8 fév 19

Kinto, the Lexus subscription model

If it’s your dream to own a Lexus, there might be some good news for you. If you live in Japan, that is, and if you have a monthly car budget of about USD 1770.


Lexus’ owner, Toyota, doesn’t have a reputation of being forward thinking. The OEM usually takes it slow, is only moderately enthusiastic about innovation and prefers to follow the lead of other, more progressive brands. But the Japanese reality is forcing the manufacturer to make bolder decisions.

The domestic car market is shrinking dramatically; the 2018 sales (1.56 million) are down 40% compared to peak sales year 1990 (the market is predicted to head to a dramatic 1.2 million by 2025). Consequently, people drive their cars much longer – up to 9 years in average. Toyota, and its Japanese competitors, are fighting to keep the annual volume above 1.5 million units.

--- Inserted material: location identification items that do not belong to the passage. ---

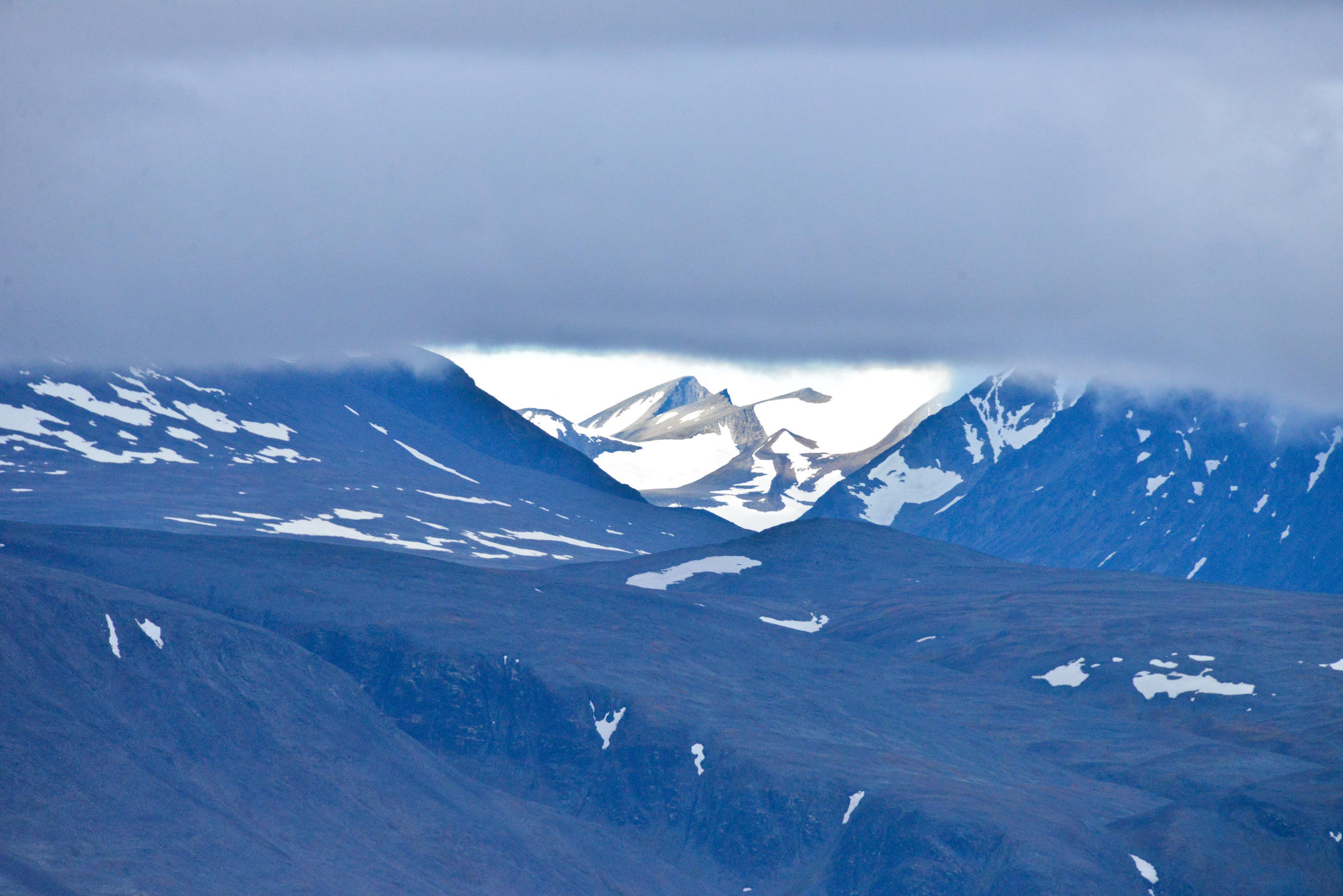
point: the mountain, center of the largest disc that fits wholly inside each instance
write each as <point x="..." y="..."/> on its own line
<point x="1182" y="484"/>
<point x="151" y="746"/>
<point x="402" y="453"/>
<point x="826" y="707"/>
<point x="684" y="446"/>
<point x="778" y="478"/>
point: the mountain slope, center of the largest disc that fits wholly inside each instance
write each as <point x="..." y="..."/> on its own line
<point x="415" y="459"/>
<point x="843" y="709"/>
<point x="202" y="755"/>
<point x="1184" y="484"/>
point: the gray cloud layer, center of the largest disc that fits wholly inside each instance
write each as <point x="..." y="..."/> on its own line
<point x="1143" y="194"/>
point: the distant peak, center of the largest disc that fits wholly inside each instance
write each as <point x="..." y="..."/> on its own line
<point x="809" y="395"/>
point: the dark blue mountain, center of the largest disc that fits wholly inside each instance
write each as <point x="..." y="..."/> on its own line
<point x="826" y="707"/>
<point x="405" y="454"/>
<point x="1182" y="484"/>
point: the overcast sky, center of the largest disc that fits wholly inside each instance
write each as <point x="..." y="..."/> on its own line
<point x="1152" y="191"/>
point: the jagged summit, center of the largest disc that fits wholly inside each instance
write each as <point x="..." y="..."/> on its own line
<point x="621" y="419"/>
<point x="757" y="465"/>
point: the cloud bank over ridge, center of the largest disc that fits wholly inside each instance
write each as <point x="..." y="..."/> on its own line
<point x="1139" y="193"/>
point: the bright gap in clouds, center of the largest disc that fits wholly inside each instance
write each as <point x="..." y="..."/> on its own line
<point x="868" y="399"/>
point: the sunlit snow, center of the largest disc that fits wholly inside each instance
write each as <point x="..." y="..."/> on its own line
<point x="668" y="464"/>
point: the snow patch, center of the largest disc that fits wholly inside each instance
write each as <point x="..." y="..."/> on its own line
<point x="903" y="485"/>
<point x="458" y="497"/>
<point x="974" y="444"/>
<point x="426" y="458"/>
<point x="85" y="400"/>
<point x="1177" y="683"/>
<point x="669" y="464"/>
<point x="810" y="627"/>
<point x="563" y="539"/>
<point x="1070" y="673"/>
<point x="112" y="637"/>
<point x="201" y="389"/>
<point x="672" y="575"/>
<point x="320" y="527"/>
<point x="152" y="632"/>
<point x="853" y="804"/>
<point x="606" y="724"/>
<point x="1144" y="868"/>
<point x="356" y="515"/>
<point x="1323" y="457"/>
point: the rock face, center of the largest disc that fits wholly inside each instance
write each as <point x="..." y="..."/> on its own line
<point x="684" y="446"/>
<point x="353" y="719"/>
<point x="1182" y="484"/>
<point x="406" y="454"/>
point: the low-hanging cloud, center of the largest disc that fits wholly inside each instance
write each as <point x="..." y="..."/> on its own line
<point x="1138" y="194"/>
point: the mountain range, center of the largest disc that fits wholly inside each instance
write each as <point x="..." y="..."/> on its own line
<point x="685" y="446"/>
<point x="1182" y="484"/>
<point x="406" y="453"/>
<point x="367" y="631"/>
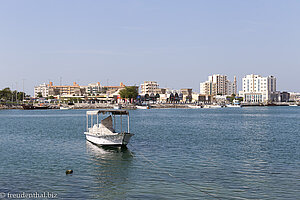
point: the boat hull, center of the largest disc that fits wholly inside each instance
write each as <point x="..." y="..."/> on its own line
<point x="121" y="139"/>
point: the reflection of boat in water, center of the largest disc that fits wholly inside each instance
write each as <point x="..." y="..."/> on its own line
<point x="105" y="132"/>
<point x="64" y="108"/>
<point x="106" y="151"/>
<point x="194" y="106"/>
<point x="32" y="107"/>
<point x="233" y="106"/>
<point x="110" y="169"/>
<point x="212" y="106"/>
<point x="143" y="107"/>
<point x="118" y="107"/>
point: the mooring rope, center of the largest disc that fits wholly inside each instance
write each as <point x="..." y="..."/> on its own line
<point x="179" y="179"/>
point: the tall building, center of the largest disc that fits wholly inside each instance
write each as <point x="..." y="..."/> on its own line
<point x="94" y="88"/>
<point x="258" y="89"/>
<point x="218" y="85"/>
<point x="66" y="90"/>
<point x="149" y="87"/>
<point x="42" y="89"/>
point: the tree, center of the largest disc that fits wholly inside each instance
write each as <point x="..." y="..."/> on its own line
<point x="130" y="92"/>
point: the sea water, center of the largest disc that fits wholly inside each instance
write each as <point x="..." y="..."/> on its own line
<point x="226" y="153"/>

Lexus and Toyota have been looking overseas to come up with the idea of subscription based sales. General Motors has started (and stopped in the meanwhile) a similar concept for its luxury brand Cadillac. On the Japanese market, a large group of used-car dealerships had already kicked off a subscription model for pre-owned vehicles.


The Lexus model, called Kinto, is a simple and fully comprehensive approach of the subscription model. For USD 1770, the consumer can choose 2 new vehicles per year, with a free choice of RX, NX, UX, IS, ES and the RC Sports Coupe. Registration, insurance and admin are included, making the experience easy and smooth for the user. Even a down-payment is not required.

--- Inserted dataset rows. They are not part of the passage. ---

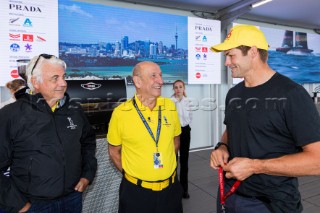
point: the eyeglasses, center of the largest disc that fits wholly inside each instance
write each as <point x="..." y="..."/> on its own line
<point x="46" y="56"/>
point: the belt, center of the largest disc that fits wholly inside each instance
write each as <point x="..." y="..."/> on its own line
<point x="154" y="186"/>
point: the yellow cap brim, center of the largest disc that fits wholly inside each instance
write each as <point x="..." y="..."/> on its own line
<point x="224" y="46"/>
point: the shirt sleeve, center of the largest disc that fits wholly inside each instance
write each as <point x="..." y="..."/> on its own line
<point x="113" y="136"/>
<point x="302" y="117"/>
<point x="11" y="199"/>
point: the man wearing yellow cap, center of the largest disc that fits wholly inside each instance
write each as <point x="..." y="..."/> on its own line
<point x="272" y="132"/>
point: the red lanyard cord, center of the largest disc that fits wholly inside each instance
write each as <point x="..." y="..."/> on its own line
<point x="221" y="184"/>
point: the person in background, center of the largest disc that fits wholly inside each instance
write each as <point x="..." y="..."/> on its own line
<point x="185" y="116"/>
<point x="13" y="87"/>
<point x="48" y="143"/>
<point x="272" y="131"/>
<point x="143" y="139"/>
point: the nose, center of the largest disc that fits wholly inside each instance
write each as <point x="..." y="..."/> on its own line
<point x="63" y="82"/>
<point x="227" y="62"/>
<point x="160" y="80"/>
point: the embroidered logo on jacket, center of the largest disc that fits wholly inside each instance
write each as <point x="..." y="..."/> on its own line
<point x="72" y="125"/>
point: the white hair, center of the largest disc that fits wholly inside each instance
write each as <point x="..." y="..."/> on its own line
<point x="37" y="70"/>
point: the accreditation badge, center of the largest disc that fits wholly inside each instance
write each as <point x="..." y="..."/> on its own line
<point x="157" y="160"/>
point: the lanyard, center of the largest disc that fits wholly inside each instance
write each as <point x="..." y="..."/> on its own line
<point x="223" y="197"/>
<point x="156" y="140"/>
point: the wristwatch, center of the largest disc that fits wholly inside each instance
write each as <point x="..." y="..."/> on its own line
<point x="221" y="144"/>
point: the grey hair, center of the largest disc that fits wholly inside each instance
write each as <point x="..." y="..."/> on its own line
<point x="37" y="72"/>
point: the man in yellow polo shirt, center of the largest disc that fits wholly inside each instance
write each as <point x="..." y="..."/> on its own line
<point x="143" y="139"/>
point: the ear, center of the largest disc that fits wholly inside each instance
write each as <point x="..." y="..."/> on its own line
<point x="254" y="52"/>
<point x="35" y="83"/>
<point x="137" y="81"/>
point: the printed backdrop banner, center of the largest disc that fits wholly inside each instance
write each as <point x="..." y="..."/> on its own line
<point x="29" y="28"/>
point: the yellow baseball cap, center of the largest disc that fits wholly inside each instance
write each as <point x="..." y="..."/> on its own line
<point x="246" y="35"/>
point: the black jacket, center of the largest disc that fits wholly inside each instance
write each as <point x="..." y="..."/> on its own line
<point x="48" y="152"/>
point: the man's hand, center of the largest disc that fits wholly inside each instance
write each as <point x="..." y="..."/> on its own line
<point x="239" y="168"/>
<point x="25" y="208"/>
<point x="219" y="157"/>
<point x="82" y="185"/>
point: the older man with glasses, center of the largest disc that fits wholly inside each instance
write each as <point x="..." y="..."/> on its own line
<point x="48" y="143"/>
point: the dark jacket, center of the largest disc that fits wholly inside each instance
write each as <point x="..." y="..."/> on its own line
<point x="48" y="152"/>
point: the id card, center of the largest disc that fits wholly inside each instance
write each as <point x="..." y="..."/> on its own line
<point x="157" y="160"/>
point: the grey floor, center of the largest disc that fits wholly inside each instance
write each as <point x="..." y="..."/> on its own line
<point x="203" y="184"/>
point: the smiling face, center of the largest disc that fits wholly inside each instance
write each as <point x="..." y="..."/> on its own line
<point x="239" y="64"/>
<point x="148" y="80"/>
<point x="53" y="84"/>
<point x="178" y="89"/>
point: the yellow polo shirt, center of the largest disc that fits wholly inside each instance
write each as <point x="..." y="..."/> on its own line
<point x="128" y="130"/>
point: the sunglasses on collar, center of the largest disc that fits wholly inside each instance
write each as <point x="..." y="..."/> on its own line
<point x="46" y="56"/>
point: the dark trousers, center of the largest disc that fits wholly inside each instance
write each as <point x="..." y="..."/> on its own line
<point x="184" y="156"/>
<point x="71" y="203"/>
<point x="135" y="199"/>
<point x="240" y="204"/>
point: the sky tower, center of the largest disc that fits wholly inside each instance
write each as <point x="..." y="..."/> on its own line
<point x="176" y="37"/>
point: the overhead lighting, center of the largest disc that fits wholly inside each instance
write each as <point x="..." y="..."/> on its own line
<point x="259" y="3"/>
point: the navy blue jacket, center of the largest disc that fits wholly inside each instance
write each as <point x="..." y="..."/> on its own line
<point x="47" y="152"/>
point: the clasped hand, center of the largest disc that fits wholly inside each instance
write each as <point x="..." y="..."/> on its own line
<point x="238" y="168"/>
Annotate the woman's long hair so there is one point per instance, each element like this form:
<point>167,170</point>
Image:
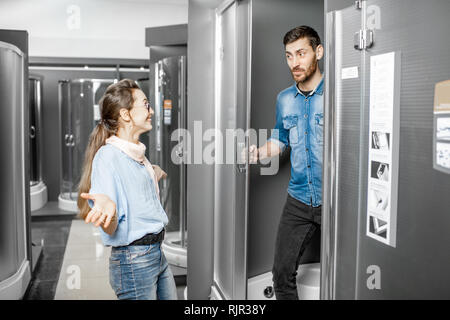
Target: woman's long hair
<point>117,96</point>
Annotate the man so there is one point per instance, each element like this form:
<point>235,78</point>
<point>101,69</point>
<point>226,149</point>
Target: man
<point>299,124</point>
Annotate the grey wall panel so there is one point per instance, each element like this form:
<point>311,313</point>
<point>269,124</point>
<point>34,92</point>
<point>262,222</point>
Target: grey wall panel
<point>200,177</point>
<point>332,5</point>
<point>270,75</point>
<point>19,39</point>
<point>166,35</point>
<point>417,267</point>
<point>160,52</point>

Lexus has spent some time defining its target customer and came up with the following description: “people who can afford to spend” or people who “can expense it”. This inspired market strategy is supposed to attract high end clients willing to link themselves to a single brand that, however popular, is not essential in Japan, for 3 years


Toyota has partnered up with one of Japan’s largest financiers in the auto industry, Sumitomo Mitsui Auto Services (SMAS). The legal nature of the agreement is a long term service sales rather than a financing model, whereby SMAS will guarantee the solvability of the consumer.

The services will be launched in Tokyo first and, if successful, rolled out across Japan.